– The dollar drifted within recent ranges against major peers on Wednesday after the release of softer-than-expected U.S. inflation casting doubt on the U.S. Federal Reserve’s timeline to begin asset tapering. Investors now await the central bank’s policy decision, due to be handed down next week.
– The CPI report delivered a lower-than-consensus August reading, a deceleration that supports Federal Reserve Chairman Jerome Powell’s assertion that spiking inflation is transitory and calms market fears that the central bank will begin tightening monetary policy sooner than expected
– Data out of China showed businesses were grappling with the impact of localized lockdowns following sporadic COVID-19 outbreaks, supply bottlenecks and high raw materials costs. However, the yuan was little changed against the US dollar.

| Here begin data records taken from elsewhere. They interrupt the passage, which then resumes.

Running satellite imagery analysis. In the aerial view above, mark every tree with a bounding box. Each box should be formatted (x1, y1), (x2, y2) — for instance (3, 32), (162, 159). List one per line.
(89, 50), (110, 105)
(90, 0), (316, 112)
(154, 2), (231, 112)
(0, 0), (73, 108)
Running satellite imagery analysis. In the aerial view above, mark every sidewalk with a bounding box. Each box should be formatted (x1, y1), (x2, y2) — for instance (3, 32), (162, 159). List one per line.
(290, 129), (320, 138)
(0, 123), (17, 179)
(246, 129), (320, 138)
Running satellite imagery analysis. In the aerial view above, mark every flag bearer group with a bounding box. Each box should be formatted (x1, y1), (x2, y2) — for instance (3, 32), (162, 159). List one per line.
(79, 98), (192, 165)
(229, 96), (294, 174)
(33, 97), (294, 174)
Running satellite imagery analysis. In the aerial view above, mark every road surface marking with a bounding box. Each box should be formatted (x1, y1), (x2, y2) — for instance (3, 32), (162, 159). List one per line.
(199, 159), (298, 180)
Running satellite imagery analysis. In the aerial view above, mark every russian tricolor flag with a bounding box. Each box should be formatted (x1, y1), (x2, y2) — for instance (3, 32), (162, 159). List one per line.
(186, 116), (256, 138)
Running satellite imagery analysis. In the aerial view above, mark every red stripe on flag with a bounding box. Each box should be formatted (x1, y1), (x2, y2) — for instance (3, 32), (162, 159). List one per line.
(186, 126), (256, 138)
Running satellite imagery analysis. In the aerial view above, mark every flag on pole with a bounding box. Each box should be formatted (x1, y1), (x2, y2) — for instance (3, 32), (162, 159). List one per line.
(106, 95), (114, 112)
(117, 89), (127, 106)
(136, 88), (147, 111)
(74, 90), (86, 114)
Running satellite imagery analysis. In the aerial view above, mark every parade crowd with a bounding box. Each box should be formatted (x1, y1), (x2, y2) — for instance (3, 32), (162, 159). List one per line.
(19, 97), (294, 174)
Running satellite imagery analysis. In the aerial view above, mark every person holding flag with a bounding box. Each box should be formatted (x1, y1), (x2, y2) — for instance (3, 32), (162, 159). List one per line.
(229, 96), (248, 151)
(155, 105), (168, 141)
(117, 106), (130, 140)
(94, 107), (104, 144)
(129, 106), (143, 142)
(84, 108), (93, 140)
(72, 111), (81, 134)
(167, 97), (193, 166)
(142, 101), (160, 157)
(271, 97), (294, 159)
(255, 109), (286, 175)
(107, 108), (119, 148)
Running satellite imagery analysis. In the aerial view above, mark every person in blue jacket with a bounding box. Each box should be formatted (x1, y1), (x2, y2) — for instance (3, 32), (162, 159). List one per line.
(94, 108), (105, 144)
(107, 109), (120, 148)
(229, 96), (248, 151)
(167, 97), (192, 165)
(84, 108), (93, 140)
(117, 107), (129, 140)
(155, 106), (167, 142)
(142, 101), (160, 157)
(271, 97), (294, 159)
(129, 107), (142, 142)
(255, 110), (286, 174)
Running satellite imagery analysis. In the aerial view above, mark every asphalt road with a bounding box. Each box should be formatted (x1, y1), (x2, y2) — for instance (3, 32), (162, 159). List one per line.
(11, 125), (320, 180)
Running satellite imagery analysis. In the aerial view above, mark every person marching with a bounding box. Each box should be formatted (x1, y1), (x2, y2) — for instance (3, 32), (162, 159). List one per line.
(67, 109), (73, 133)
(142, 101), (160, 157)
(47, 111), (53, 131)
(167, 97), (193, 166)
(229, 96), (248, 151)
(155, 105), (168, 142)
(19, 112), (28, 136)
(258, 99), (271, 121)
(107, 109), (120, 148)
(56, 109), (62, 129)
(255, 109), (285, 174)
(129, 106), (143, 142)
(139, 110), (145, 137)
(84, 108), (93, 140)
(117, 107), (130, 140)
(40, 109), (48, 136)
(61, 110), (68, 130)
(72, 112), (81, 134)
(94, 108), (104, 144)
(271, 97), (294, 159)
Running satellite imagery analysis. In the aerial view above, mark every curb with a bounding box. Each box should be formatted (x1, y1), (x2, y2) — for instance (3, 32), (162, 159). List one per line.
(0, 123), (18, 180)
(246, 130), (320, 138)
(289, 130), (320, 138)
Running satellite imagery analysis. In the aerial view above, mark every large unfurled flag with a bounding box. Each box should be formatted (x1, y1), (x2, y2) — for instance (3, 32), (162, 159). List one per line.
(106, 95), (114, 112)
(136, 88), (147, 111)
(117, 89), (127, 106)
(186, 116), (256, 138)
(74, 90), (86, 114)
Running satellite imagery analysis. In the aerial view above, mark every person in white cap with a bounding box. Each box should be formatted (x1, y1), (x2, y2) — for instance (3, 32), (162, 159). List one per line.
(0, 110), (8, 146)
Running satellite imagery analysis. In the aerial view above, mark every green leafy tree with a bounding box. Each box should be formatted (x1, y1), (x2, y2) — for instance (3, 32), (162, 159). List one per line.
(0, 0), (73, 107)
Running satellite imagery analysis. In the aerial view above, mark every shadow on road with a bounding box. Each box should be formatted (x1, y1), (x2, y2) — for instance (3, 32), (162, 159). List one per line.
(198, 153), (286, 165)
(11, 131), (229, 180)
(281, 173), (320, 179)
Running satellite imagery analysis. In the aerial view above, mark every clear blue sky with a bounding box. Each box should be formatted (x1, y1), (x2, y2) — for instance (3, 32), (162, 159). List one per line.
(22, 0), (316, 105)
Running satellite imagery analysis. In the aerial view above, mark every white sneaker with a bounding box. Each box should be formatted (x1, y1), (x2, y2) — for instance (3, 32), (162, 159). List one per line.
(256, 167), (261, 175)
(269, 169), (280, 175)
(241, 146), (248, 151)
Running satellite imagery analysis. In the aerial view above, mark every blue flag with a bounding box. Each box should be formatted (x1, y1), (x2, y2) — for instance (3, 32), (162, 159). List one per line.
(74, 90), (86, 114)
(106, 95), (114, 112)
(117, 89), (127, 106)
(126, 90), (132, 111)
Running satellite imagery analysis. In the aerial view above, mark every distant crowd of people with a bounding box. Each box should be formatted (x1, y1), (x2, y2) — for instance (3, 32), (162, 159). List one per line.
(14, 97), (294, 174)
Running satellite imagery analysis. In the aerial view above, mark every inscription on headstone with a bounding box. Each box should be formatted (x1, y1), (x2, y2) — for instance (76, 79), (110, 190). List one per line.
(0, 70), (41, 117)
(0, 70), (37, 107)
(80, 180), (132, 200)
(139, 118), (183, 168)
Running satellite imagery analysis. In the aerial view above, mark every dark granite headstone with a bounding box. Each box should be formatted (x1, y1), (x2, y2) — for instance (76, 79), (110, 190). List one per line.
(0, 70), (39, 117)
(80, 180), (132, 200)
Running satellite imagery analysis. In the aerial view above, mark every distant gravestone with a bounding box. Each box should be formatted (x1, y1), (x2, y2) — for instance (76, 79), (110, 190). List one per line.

– One euro bought 1.1808 on Wednesday, mostly flat from the previous session. The dollar slipped slightly to 109.59 yen, keeping close to the center of the trading range of the past two months. The U.S. currency edged higher against Aussie dollar to 0.7316.
– Gold was down on Wednesday morning in Asia, but remained above the $1,800-mark. Investors digested a weaker-than-expected rise in U.S. inflation that added to uncertainty over the Federal Reserve’s timeline to begin asset tapering
Chart Focus Gold
1. Buy Gold recommendation.
2. Buy Gold at 1797.50. Stop at $1790.60 and profit target at $1816.25
3. Latest CPI data hints of a delay in the timeline for tapering which is likely to weigh on the US dollar
4. Price has made a Double Bottoms with momentum indicators hinting of a possible bottom as well.
1. Latest CPI data shows that inflation is transitory.
2. A delay in the timeline for tapering is likely to weigh on the US dollar which had rallied on elevated inflation leading to a hike in interest rate.
1. Price may have made a Double Bottom which is a hint of a likely reversal and rally in price
2. Divergence warnings from MACD and Stochastic are hinting of a possible price low.
USD/JPY – We had a buy call on this pair yesterday but we were wrong. We lost 25 pips on this trade. Price has now approached the lower boundary of a 2-month range but MACD is starting to warn of a possible price low with divergence warning. Stochastic is also near to the oversold zone. However, 20EMA is pointing lower with a steep slope, warning of a bearish price trend.
EUR/USD – Price had moved lower to 1.1770 and this low is also just below the 50% Fibonacci 50% correction point of the rally from 1.1663 to the high at 1.1909. MACD has also given a divergence warning of a possible price low. Stochastic has turned up from the oversold zone. We think price may have reached a temporary low and we are looking for a rally to 1.1880 in the next few days.
GBP/USD – We were looking for a rally to 1.3935 but price only reached a high of 1.3913. This may be a temporary high as both MACD and Stochastic have given divergence warnings of a possible price high. However, 20EMA is flat at the moment. If price cannot move above 1.3870, we are likely to see the decline continue towards 1.3750 or 1.3715 in the next 1-2 days ahead.
NZD/USD – Price has been caught in a range for the past 2 weeks. This range is from 0.7075 to 0.7160. Momentum indicators are showing waning momentum when price is near to the upper range boundary. We think price could be about to break below the range’s low at 0.7075. A break of this support is likely to send price down to 0.6985 in the next few days. A move above 0.7160 would negate our bearish view.
AUD/USD – We had a sell call on Friday at 0.7395 and yesterday, we had recommended bringing stop lower to cost at 0.7395 and changing profit target lower at 0.7295. Overnight price reached a low of 0.7299. For today, we would recommend bringing stop lower to 0.7350 while keeping profit order at 0.7290. MACD is starting to warn of a potential low while Stochastic is near to the oversold zone.